One person summed it up this way: “Here’s a novel idea — when bullying occurs on a school bus, jump on it very aggressively, and prosecute if criminal. Period. We all know that schools and school bus operators don’t want bad press. But this stuff has to be nipped in the bud and a strong message sent to all children and parents — that this won’t be tolerated. Or, you’ll just encourage more of it.”
More broadly, our culture needs more emphasis on civility. Manners and respect for others — especially others who may speak, look or believe differently — must be taught at home and reinforced in religious settings, sports, news and entertainment outlets, schools, government programs and other traditional societal influencers.

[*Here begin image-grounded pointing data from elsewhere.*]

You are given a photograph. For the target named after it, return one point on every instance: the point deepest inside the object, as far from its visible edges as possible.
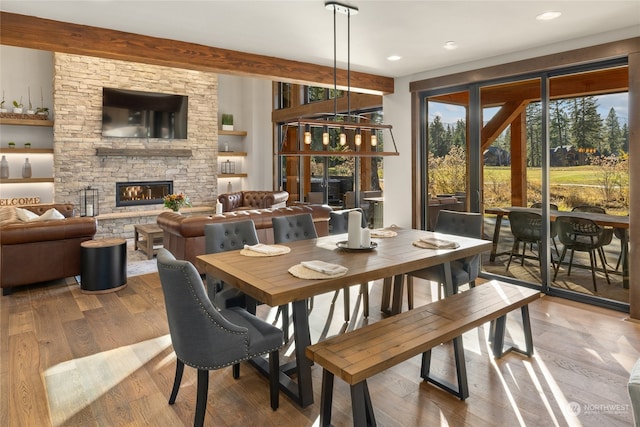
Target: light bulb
(343, 137)
(307, 135)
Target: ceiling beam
(56, 36)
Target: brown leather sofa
(184, 235)
(33, 252)
(243, 200)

For its part, NAPT committed to a leadership role, beginning last year at its annual conference when, as a first step, it held an emotionally charged town hall meeting on bullying and how to prevent it.
In a June 15 national news release, NAPT and the U.S. Dept. of Education’s Office of Safe and Drug Free Schools (OSDFS) took a collaborative next step, announcing the availability of free professional training for the school bus industry to encourage positive interventions.
NAPT President and professional educator Dr. Linda F. Bluth underscored NAPT’s resolve and commitment: “School bus transportation is critical to learning by providing reliable and safe transportation. We want to emphasize [that] what happens inside the bus should not stay inside the bus if it includes behavior that harms children and affects their school day negatively.
“School officials, bus operators and parents in every community must understand that bullying can involve serious psychological and physical harm. All must work diligently to create effective deterrents and responses,” Bluth said.
Fortunately, NAPT had a powerful partner in the process. OSDFS Assistant Deputy Secretary Kevin Jennings, a participant at the town hall meeting, was moved by the experience and expressed an interest in working with NAPT to shape a school bus industry response. With the assistance of NAPT Executive Director Mike Martin, he arranged and led a June 8 conference in Washington, D.C., to preview training modules his office developed, with input from NAPT members. The program is titled “Creating a Safe and Respectful Environment on Our Nation’s Buses.”
Twenty-seven school transportation professionals from across the nation and representatives of the Safe and Supportive Schools Technical Center helped create the curriculum.
Included are two PowerPoint modules complete with trainer’s guide, posters and other reference components. The two modules are “See Something. Do Something: Intervening in Bullying Behavior” and “Creating a Supportive Bus Climate: Preventing Bullying.”
By now, many school districts are using this important training. All should make it a priority. For copies, visit www.naptonline.org.
This probably won’t be the last column about bullying, but only because we want to reinforce that NAPT understands that it’s a problem requiring ongoing attention. We owe our customers — the children transported every day — our best efforts and commitment to promoting civility and respect aboard the yellow school bus.
Barry McCahill is communications consultant for NAPT.